The kit also includes some XBee modules (check out Hopping On ZigBee) and prototype boards (Fig. 3). The latter includes the XBee module that is typically plugged into a proprietary design. The prototype board provides access to the XBee module interfaces. The XBee modules utilize an AT-style command set for programming via the serial port.

The kit comes with an XBee RS-232 adapter, sensor adapter and Watchport/T temperature sensor. The RS-232 adapter can be plugged directly into a serial device. The serial device can be accessed by the adapter via the ZigBee network.

Not included in the kit was the XBee router (Fig. 4). This is a handy device for building larger mesh networks. It plugs into a 110-V ac outlet. The outlet powers the router but it is not a power line networking product. Instead, the router can link ZigBee nodes within range including other XBee routers. It can be used to fill in a hole in a fixed network or it can maintain a mesh where nodes move in and out of the area. Otherwise, the moving nodes would have to be in position to maintain the mesh and that is not always easy when you do not have control over a node’s position.

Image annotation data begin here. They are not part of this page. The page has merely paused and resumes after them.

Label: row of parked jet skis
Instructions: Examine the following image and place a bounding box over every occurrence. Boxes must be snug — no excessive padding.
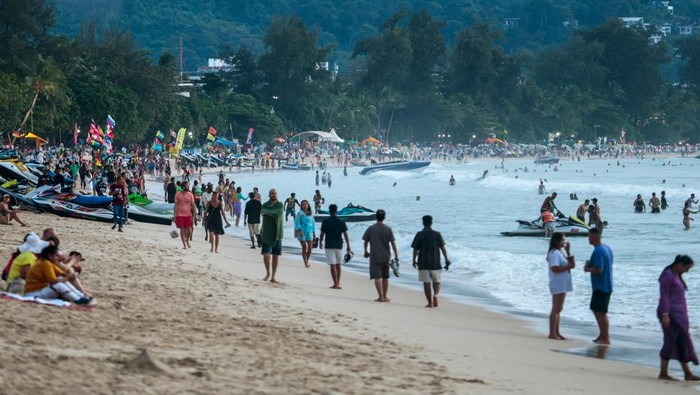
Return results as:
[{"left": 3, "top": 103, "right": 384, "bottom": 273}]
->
[{"left": 0, "top": 160, "right": 173, "bottom": 225}]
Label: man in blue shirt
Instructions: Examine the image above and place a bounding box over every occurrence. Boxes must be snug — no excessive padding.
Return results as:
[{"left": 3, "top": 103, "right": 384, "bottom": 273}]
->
[{"left": 583, "top": 228, "right": 613, "bottom": 344}]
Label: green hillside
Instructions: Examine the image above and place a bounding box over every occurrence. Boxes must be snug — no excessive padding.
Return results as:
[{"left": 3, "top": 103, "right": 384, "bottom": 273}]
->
[{"left": 53, "top": 0, "right": 700, "bottom": 70}]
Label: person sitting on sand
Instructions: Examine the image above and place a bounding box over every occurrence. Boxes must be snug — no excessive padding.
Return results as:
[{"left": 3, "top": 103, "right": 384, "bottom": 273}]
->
[
  {"left": 4, "top": 232, "right": 49, "bottom": 294},
  {"left": 0, "top": 194, "right": 29, "bottom": 226},
  {"left": 24, "top": 246, "right": 95, "bottom": 306}
]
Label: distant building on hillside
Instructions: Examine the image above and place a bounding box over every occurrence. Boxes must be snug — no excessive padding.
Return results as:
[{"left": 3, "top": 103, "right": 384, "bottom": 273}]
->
[
  {"left": 618, "top": 16, "right": 644, "bottom": 27},
  {"left": 678, "top": 25, "right": 693, "bottom": 36},
  {"left": 503, "top": 18, "right": 520, "bottom": 30},
  {"left": 197, "top": 58, "right": 233, "bottom": 73}
]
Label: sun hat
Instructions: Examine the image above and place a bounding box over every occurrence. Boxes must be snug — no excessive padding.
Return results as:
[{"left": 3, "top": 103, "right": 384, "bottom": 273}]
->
[{"left": 18, "top": 232, "right": 49, "bottom": 254}]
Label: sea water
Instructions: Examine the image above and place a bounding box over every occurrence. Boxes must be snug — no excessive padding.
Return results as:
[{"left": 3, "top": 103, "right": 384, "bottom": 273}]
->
[{"left": 149, "top": 158, "right": 700, "bottom": 365}]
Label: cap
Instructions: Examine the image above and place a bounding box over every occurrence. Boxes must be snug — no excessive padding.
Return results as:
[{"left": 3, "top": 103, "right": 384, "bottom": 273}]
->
[{"left": 17, "top": 232, "right": 49, "bottom": 254}]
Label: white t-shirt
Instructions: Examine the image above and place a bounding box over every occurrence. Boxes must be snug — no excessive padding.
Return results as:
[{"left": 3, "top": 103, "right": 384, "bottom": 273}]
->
[{"left": 547, "top": 250, "right": 574, "bottom": 295}]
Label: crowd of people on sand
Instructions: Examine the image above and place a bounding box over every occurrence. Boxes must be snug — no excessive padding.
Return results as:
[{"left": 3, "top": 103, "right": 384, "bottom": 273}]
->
[{"left": 2, "top": 228, "right": 97, "bottom": 307}]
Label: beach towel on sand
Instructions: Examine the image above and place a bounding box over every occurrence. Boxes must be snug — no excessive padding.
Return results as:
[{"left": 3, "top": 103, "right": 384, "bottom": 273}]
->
[{"left": 0, "top": 291, "right": 95, "bottom": 311}]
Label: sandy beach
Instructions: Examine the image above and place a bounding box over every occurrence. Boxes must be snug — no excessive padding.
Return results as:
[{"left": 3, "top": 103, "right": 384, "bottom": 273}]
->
[{"left": 0, "top": 209, "right": 695, "bottom": 394}]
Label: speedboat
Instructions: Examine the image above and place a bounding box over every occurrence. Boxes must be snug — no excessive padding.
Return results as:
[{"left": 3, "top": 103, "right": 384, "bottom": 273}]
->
[
  {"left": 282, "top": 161, "right": 311, "bottom": 170},
  {"left": 314, "top": 203, "right": 377, "bottom": 222},
  {"left": 501, "top": 215, "right": 589, "bottom": 237},
  {"left": 0, "top": 161, "right": 39, "bottom": 185},
  {"left": 535, "top": 155, "right": 559, "bottom": 165},
  {"left": 360, "top": 160, "right": 430, "bottom": 175},
  {"left": 33, "top": 195, "right": 113, "bottom": 222}
]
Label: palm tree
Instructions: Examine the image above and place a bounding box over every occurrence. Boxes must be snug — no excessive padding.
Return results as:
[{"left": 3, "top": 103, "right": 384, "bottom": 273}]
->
[{"left": 12, "top": 57, "right": 69, "bottom": 144}]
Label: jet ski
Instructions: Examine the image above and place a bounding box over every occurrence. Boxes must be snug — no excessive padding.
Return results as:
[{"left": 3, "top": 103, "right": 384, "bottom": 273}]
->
[
  {"left": 314, "top": 203, "right": 377, "bottom": 222},
  {"left": 128, "top": 193, "right": 175, "bottom": 225},
  {"left": 501, "top": 213, "right": 589, "bottom": 237}
]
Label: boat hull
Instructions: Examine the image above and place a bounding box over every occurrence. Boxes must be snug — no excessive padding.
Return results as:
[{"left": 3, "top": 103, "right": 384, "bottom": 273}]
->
[{"left": 360, "top": 161, "right": 430, "bottom": 175}]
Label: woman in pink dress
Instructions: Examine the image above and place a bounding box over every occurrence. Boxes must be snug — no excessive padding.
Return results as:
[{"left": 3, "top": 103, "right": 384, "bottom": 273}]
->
[{"left": 656, "top": 255, "right": 700, "bottom": 381}]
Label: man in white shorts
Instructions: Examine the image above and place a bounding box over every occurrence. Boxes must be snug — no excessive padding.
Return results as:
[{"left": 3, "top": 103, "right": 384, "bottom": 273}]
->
[
  {"left": 411, "top": 215, "right": 450, "bottom": 307},
  {"left": 318, "top": 204, "right": 350, "bottom": 289}
]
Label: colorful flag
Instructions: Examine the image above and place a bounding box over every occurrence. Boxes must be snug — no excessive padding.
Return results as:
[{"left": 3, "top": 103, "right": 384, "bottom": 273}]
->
[
  {"left": 245, "top": 128, "right": 255, "bottom": 144},
  {"left": 175, "top": 128, "right": 187, "bottom": 151}
]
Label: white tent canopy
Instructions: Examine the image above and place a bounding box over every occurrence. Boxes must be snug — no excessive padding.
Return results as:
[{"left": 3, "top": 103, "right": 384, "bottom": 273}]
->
[{"left": 292, "top": 129, "right": 345, "bottom": 143}]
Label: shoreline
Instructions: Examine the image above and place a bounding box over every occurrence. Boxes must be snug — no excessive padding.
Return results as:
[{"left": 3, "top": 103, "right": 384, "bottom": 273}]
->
[{"left": 0, "top": 213, "right": 693, "bottom": 394}]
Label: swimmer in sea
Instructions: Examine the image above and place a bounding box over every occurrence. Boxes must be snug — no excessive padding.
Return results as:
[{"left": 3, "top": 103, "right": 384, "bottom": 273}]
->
[
  {"left": 683, "top": 202, "right": 698, "bottom": 230},
  {"left": 661, "top": 191, "right": 668, "bottom": 210},
  {"left": 632, "top": 194, "right": 647, "bottom": 213}
]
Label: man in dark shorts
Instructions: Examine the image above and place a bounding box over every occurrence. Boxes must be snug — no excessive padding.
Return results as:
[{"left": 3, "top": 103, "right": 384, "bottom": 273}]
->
[
  {"left": 261, "top": 189, "right": 284, "bottom": 283},
  {"left": 318, "top": 204, "right": 350, "bottom": 289},
  {"left": 411, "top": 215, "right": 450, "bottom": 307},
  {"left": 583, "top": 228, "right": 613, "bottom": 344},
  {"left": 243, "top": 192, "right": 262, "bottom": 249},
  {"left": 362, "top": 210, "right": 399, "bottom": 302}
]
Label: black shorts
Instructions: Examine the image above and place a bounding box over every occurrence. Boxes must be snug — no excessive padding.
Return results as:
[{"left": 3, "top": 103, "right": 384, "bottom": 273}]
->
[
  {"left": 262, "top": 240, "right": 282, "bottom": 255},
  {"left": 369, "top": 262, "right": 389, "bottom": 280},
  {"left": 590, "top": 290, "right": 612, "bottom": 313}
]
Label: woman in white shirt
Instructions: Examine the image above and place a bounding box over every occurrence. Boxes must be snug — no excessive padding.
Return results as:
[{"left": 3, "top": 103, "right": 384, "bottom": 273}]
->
[{"left": 547, "top": 232, "right": 576, "bottom": 340}]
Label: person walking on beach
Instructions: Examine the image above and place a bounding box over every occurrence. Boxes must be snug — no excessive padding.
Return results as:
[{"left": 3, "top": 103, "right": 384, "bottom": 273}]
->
[
  {"left": 318, "top": 204, "right": 352, "bottom": 289},
  {"left": 362, "top": 209, "right": 399, "bottom": 302},
  {"left": 547, "top": 232, "right": 576, "bottom": 340},
  {"left": 261, "top": 189, "right": 284, "bottom": 283},
  {"left": 583, "top": 228, "right": 613, "bottom": 344},
  {"left": 656, "top": 255, "right": 700, "bottom": 381},
  {"left": 204, "top": 192, "right": 231, "bottom": 254},
  {"left": 109, "top": 175, "right": 126, "bottom": 232},
  {"left": 294, "top": 199, "right": 316, "bottom": 268},
  {"left": 173, "top": 181, "right": 197, "bottom": 249},
  {"left": 411, "top": 215, "right": 450, "bottom": 308},
  {"left": 284, "top": 192, "right": 301, "bottom": 222},
  {"left": 243, "top": 192, "right": 262, "bottom": 249}
]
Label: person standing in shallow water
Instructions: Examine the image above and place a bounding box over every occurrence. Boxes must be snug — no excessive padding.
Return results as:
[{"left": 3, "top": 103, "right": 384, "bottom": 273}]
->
[
  {"left": 583, "top": 228, "right": 613, "bottom": 344},
  {"left": 656, "top": 255, "right": 700, "bottom": 381}
]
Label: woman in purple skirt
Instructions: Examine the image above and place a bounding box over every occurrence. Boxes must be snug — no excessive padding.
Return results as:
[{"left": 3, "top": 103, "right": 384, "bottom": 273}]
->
[{"left": 656, "top": 255, "right": 700, "bottom": 381}]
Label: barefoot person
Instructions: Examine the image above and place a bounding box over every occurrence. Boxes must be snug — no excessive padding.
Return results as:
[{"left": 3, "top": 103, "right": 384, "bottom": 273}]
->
[
  {"left": 547, "top": 232, "right": 576, "bottom": 340},
  {"left": 292, "top": 201, "right": 316, "bottom": 268},
  {"left": 362, "top": 209, "right": 399, "bottom": 302},
  {"left": 261, "top": 189, "right": 284, "bottom": 283},
  {"left": 204, "top": 192, "right": 231, "bottom": 254},
  {"left": 318, "top": 204, "right": 351, "bottom": 289},
  {"left": 656, "top": 255, "right": 700, "bottom": 381},
  {"left": 583, "top": 228, "right": 613, "bottom": 344},
  {"left": 411, "top": 215, "right": 450, "bottom": 307},
  {"left": 173, "top": 181, "right": 197, "bottom": 249},
  {"left": 0, "top": 195, "right": 29, "bottom": 226}
]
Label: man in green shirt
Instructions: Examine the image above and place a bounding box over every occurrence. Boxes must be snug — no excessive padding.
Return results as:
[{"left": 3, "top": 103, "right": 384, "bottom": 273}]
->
[{"left": 261, "top": 189, "right": 284, "bottom": 283}]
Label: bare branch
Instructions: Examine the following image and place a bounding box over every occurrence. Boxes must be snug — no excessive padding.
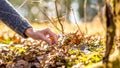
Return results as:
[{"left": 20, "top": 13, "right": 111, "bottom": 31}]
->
[
  {"left": 18, "top": 0, "right": 28, "bottom": 9},
  {"left": 55, "top": 0, "right": 64, "bottom": 34},
  {"left": 71, "top": 9, "right": 83, "bottom": 35}
]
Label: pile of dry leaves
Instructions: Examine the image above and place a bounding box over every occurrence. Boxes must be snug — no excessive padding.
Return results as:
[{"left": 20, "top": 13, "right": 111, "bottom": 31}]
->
[{"left": 0, "top": 33, "right": 104, "bottom": 68}]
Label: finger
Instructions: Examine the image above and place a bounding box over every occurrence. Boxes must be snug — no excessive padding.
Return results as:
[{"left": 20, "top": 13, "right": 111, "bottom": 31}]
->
[{"left": 39, "top": 34, "right": 51, "bottom": 45}]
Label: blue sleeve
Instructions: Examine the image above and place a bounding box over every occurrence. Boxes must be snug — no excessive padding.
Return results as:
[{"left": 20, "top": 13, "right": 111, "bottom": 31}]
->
[{"left": 0, "top": 0, "right": 32, "bottom": 38}]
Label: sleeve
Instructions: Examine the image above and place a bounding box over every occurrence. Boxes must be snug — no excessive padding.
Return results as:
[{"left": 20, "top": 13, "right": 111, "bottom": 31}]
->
[{"left": 0, "top": 0, "right": 32, "bottom": 38}]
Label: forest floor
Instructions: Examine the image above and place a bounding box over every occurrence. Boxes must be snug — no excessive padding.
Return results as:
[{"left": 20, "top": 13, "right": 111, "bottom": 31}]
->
[{"left": 0, "top": 20, "right": 120, "bottom": 68}]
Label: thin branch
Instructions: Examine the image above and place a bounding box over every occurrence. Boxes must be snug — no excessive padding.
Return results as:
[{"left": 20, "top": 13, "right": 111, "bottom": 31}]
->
[
  {"left": 39, "top": 9, "right": 62, "bottom": 32},
  {"left": 55, "top": 0, "right": 64, "bottom": 34},
  {"left": 18, "top": 0, "right": 28, "bottom": 9},
  {"left": 71, "top": 9, "right": 83, "bottom": 35}
]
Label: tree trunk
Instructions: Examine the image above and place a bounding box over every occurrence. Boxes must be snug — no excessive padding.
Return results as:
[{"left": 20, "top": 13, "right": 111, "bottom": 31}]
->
[{"left": 103, "top": 0, "right": 116, "bottom": 64}]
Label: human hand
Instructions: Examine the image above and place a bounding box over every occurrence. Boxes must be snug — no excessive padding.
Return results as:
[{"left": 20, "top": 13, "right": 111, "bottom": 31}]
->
[{"left": 25, "top": 28, "right": 58, "bottom": 45}]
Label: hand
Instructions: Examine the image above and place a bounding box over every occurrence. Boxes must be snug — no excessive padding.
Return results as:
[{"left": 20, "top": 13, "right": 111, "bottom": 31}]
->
[{"left": 25, "top": 28, "right": 58, "bottom": 45}]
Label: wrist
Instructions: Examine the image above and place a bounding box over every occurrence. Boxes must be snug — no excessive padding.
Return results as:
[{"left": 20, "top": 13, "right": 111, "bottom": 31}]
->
[{"left": 25, "top": 28, "right": 34, "bottom": 37}]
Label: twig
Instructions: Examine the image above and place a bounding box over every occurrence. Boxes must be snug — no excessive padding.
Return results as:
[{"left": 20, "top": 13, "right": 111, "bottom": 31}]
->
[
  {"left": 39, "top": 9, "right": 62, "bottom": 32},
  {"left": 71, "top": 9, "right": 83, "bottom": 35},
  {"left": 55, "top": 0, "right": 64, "bottom": 34}
]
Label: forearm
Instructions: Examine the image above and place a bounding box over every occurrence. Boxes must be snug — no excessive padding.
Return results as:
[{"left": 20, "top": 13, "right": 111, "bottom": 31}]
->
[{"left": 0, "top": 0, "right": 32, "bottom": 37}]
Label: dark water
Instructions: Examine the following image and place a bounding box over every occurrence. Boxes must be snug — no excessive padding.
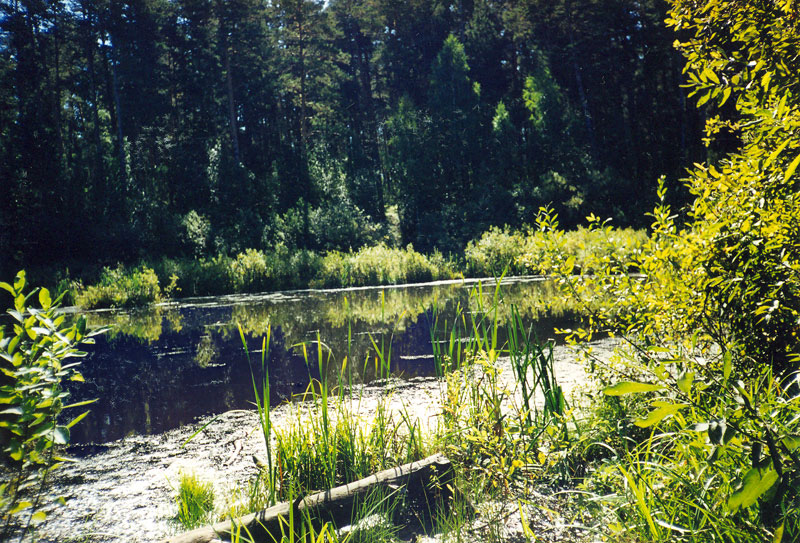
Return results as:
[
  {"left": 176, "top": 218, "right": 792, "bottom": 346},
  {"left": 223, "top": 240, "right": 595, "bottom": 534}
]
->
[{"left": 65, "top": 279, "right": 568, "bottom": 444}]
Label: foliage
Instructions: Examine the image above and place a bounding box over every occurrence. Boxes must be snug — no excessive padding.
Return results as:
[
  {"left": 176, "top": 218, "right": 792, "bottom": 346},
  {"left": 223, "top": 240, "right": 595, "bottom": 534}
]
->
[
  {"left": 464, "top": 223, "right": 647, "bottom": 277},
  {"left": 0, "top": 271, "right": 98, "bottom": 538},
  {"left": 74, "top": 265, "right": 162, "bottom": 308},
  {"left": 311, "top": 245, "right": 455, "bottom": 287},
  {"left": 0, "top": 0, "right": 704, "bottom": 274},
  {"left": 524, "top": 0, "right": 800, "bottom": 541},
  {"left": 175, "top": 473, "right": 214, "bottom": 530}
]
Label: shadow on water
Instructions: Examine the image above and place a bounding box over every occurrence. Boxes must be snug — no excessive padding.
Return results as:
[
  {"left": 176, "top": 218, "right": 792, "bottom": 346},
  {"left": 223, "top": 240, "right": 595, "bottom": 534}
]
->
[{"left": 62, "top": 279, "right": 571, "bottom": 452}]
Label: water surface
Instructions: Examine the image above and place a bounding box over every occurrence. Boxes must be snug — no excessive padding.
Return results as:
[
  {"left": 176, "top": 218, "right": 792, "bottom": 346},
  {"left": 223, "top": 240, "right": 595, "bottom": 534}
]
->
[{"left": 70, "top": 278, "right": 570, "bottom": 444}]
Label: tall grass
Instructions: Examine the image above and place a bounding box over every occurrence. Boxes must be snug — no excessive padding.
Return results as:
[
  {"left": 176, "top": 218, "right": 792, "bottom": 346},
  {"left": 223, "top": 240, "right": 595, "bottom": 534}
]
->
[
  {"left": 216, "top": 280, "right": 565, "bottom": 541},
  {"left": 176, "top": 473, "right": 214, "bottom": 530},
  {"left": 464, "top": 227, "right": 647, "bottom": 277}
]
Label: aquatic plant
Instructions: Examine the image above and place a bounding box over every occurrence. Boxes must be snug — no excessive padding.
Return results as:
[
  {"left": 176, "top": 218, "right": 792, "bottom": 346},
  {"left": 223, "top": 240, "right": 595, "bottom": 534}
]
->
[{"left": 175, "top": 472, "right": 215, "bottom": 530}]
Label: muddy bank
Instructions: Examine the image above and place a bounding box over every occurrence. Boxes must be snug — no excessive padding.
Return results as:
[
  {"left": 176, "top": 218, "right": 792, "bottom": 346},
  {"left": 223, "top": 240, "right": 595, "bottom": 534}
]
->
[{"left": 38, "top": 341, "right": 613, "bottom": 543}]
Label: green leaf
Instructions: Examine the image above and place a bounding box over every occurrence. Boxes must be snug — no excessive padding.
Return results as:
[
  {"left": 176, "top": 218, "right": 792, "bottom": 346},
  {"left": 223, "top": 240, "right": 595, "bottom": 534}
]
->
[
  {"left": 719, "top": 87, "right": 731, "bottom": 107},
  {"left": 14, "top": 270, "right": 25, "bottom": 292},
  {"left": 783, "top": 155, "right": 800, "bottom": 182},
  {"left": 708, "top": 420, "right": 736, "bottom": 445},
  {"left": 603, "top": 381, "right": 664, "bottom": 396},
  {"left": 701, "top": 68, "right": 719, "bottom": 85},
  {"left": 64, "top": 398, "right": 97, "bottom": 409},
  {"left": 722, "top": 351, "right": 733, "bottom": 381},
  {"left": 8, "top": 502, "right": 33, "bottom": 515},
  {"left": 781, "top": 436, "right": 800, "bottom": 451},
  {"left": 53, "top": 426, "right": 69, "bottom": 445},
  {"left": 634, "top": 402, "right": 689, "bottom": 428},
  {"left": 772, "top": 522, "right": 784, "bottom": 543},
  {"left": 728, "top": 465, "right": 778, "bottom": 511},
  {"left": 764, "top": 139, "right": 792, "bottom": 168},
  {"left": 66, "top": 411, "right": 89, "bottom": 428},
  {"left": 678, "top": 371, "right": 694, "bottom": 395},
  {"left": 39, "top": 288, "right": 53, "bottom": 309}
]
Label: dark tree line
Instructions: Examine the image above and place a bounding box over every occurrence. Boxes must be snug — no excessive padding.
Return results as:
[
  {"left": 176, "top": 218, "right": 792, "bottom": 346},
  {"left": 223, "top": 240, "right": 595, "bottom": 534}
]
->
[{"left": 0, "top": 0, "right": 703, "bottom": 273}]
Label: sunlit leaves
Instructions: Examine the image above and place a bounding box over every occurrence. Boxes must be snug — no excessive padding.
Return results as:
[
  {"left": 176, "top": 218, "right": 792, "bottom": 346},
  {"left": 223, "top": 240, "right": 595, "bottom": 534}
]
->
[
  {"left": 0, "top": 272, "right": 97, "bottom": 535},
  {"left": 728, "top": 465, "right": 778, "bottom": 511},
  {"left": 603, "top": 381, "right": 664, "bottom": 396}
]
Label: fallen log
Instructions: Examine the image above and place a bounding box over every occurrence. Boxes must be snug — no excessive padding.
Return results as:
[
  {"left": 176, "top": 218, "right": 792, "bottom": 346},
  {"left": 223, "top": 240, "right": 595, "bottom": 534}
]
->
[{"left": 165, "top": 454, "right": 462, "bottom": 543}]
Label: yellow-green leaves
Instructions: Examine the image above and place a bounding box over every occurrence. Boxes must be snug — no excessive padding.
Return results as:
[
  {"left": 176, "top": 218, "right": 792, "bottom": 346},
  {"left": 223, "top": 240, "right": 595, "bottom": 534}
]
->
[
  {"left": 783, "top": 155, "right": 800, "bottom": 183},
  {"left": 603, "top": 381, "right": 664, "bottom": 396},
  {"left": 728, "top": 464, "right": 778, "bottom": 511},
  {"left": 634, "top": 401, "right": 689, "bottom": 428}
]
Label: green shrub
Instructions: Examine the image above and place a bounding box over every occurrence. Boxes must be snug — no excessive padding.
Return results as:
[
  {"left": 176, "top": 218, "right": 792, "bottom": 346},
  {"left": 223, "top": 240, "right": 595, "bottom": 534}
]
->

The wall routers have only an LED and a button. The button is used to link to a network and the LED provides status information. The status of the router can be obtained via the mesh network and the ConnectWare program.

Getting Started
Opening the large box was fun and the first thing in the PC was the CD with the development tools, Python scripts, docs, etc. This includes a 30-day trial version of ConnectWare, Digi’s network management system, which proved invaluable and relatively easy to use (Fig. 5). It runs on a Linux or Windows PC and works in conjunction with the ConnectPort X8 router. The modules can be used without ConnectWare but it is very handy when setting up or managing a network. The CD includes docs for all the components including the XBee modules and plenty of programming samples.

Firing up the various modules and having them connect to the ConnectPort X8 is a relatively trivial exercise. A manual walks you through each step. The modules are designed to start up and run in the network after they are linked to it, typically with a couple button presses. Nodes within the network can be displayed and controlled via ConnectWare.

Loopback plugs are provided to test the RS-232 node. A terminal program interface can be provided via ConnectWare to the node’s serial connection. The X-CTU program allows Windows to map the serial ports from various XBee nodes to COM ports available to Windows applications.

The one area that took a little work was using Python with the ConnectPort X8. The PDF file documentation is on the CD but you need to find it. The Python support is not extensive and debugging can be a chore but the facility allows easy management of scripts including the ability to automatically start scripts.

Overall, I found that the kit will allow ZigBee evaluation and testing with serial devices including nodes based on the XBee modules. More advanced applications can be built using the XBee modules instead of the more complete devices such as the RS-232 nodes.